The desire to take on such intense subject matter makes Heaven is Here a heavy, and it times pessimistic, album. Yet in two of the album’s stand-out tracks, “Transcend to Wet” and “Kinesthesia,” the band takes on topics often taboo in heavy music—love and lust—and, in the process, provide healthy doses of humanity and hope on an album that often revels in humanity’s worst traits. “Senses climax,” Quiram sings on “Kinesthesia,” “Only kiss/Cherish touch/Only kiss.”
As Quick comments on such lyrics, “Not a ton of hardcore bands go there.” But in going there, Candy has broadened the emotional vocabulary of heavy music. It also helps that “Transcend to Wet” and “Kinesthesia” are two of the most sonically adventurous songs on the album, pushing the band’s sound in a more industrial direction. It is an exciting development for Candy, one that the band has expressed a desire to continue to explore.

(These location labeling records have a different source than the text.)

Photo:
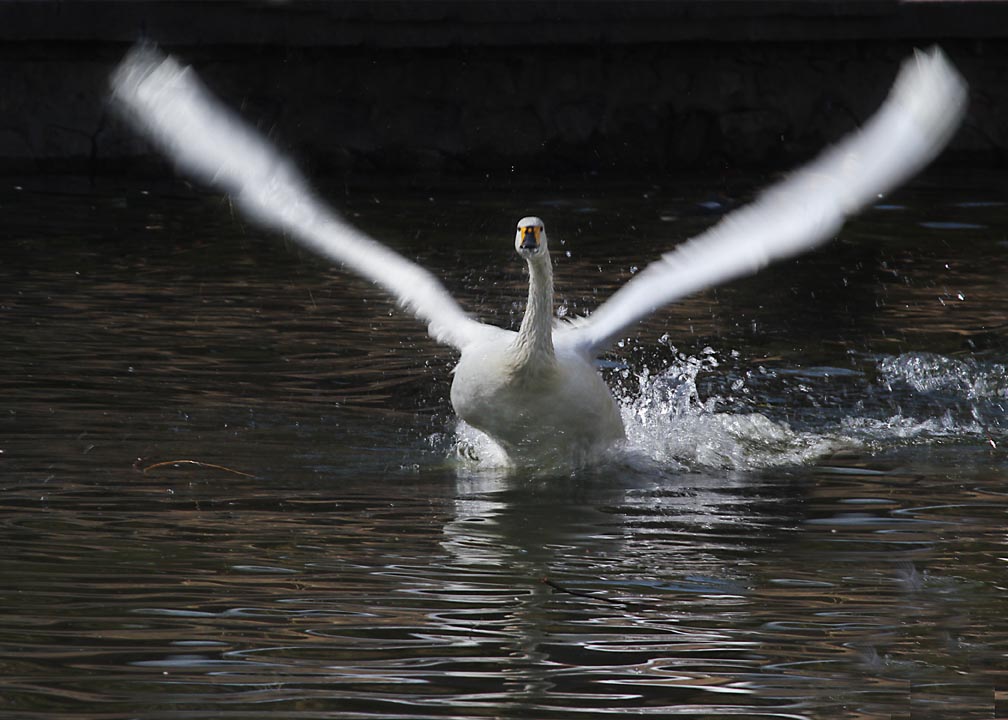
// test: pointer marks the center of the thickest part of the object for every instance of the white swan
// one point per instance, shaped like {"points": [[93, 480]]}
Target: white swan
{"points": [[536, 391]]}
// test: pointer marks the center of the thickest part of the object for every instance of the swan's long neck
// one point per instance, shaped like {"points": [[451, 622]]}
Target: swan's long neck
{"points": [[534, 344]]}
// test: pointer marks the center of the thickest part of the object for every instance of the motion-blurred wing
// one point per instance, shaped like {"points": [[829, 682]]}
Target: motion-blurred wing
{"points": [[168, 104], [916, 120]]}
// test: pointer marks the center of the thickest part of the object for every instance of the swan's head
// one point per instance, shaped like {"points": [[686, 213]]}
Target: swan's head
{"points": [[530, 240]]}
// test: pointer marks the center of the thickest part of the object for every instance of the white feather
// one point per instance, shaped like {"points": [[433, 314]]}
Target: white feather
{"points": [[169, 104], [922, 110], [535, 391]]}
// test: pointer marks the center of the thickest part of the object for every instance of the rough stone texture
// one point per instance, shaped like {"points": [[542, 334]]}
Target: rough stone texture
{"points": [[535, 86]]}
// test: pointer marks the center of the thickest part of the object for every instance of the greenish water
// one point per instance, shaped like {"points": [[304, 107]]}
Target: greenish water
{"points": [[808, 520]]}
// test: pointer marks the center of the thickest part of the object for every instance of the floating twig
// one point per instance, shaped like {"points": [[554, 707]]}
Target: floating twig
{"points": [[199, 463]]}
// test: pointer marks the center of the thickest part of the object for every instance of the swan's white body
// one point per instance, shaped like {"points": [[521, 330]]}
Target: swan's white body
{"points": [[536, 391]]}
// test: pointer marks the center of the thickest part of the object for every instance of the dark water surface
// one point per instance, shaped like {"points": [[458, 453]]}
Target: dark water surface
{"points": [[808, 521]]}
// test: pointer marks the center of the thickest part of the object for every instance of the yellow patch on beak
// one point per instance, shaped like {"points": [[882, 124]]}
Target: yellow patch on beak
{"points": [[530, 237]]}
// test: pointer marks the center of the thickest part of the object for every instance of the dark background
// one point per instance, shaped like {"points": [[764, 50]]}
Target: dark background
{"points": [[479, 87]]}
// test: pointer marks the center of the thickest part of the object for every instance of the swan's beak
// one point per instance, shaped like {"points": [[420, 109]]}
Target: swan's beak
{"points": [[529, 238]]}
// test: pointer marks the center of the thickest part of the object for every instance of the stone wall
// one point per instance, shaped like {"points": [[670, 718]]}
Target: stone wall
{"points": [[468, 87]]}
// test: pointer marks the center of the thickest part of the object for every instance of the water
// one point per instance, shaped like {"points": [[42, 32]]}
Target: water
{"points": [[808, 520]]}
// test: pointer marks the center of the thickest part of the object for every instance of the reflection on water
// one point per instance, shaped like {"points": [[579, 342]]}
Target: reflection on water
{"points": [[807, 520]]}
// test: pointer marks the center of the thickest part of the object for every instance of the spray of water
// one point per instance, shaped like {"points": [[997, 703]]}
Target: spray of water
{"points": [[670, 425]]}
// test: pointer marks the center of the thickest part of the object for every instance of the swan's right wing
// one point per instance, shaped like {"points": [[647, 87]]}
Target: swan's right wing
{"points": [[917, 119], [170, 106]]}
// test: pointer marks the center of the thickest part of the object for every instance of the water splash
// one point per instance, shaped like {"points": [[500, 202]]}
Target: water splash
{"points": [[668, 422], [672, 426], [934, 374]]}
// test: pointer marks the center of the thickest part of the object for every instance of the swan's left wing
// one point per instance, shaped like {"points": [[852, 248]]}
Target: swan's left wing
{"points": [[920, 114], [170, 106]]}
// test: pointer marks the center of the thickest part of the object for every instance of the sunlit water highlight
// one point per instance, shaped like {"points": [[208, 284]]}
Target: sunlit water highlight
{"points": [[807, 519]]}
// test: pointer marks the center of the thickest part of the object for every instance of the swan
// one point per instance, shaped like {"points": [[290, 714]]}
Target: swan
{"points": [[536, 391]]}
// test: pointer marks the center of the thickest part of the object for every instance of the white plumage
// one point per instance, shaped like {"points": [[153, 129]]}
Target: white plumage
{"points": [[535, 391]]}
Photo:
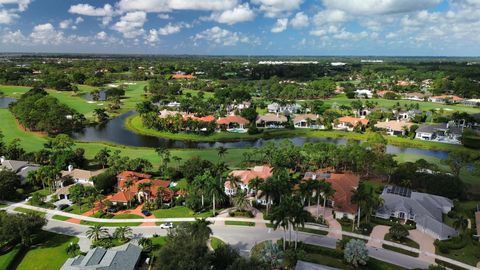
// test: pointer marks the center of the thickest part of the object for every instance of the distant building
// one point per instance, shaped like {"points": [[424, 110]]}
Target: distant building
{"points": [[424, 209], [124, 257], [344, 184], [21, 168]]}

This willingness to experiment reaches its apex on “Perverse,” a 10-minute noise track that closes Heaven is Here and pushes the band’s sonic evolution to its extremes. It is disturbing and disorienting, but, as the song drones on, it is also oddly comforting. Following a traumatic moment, it often helps to release all the energy and emotion connected to that moment. By the end of “Perverse,” the listener feels emotionally spent, and perhaps ready to heal.
Candy performs Feb. 13 at Cactus Club.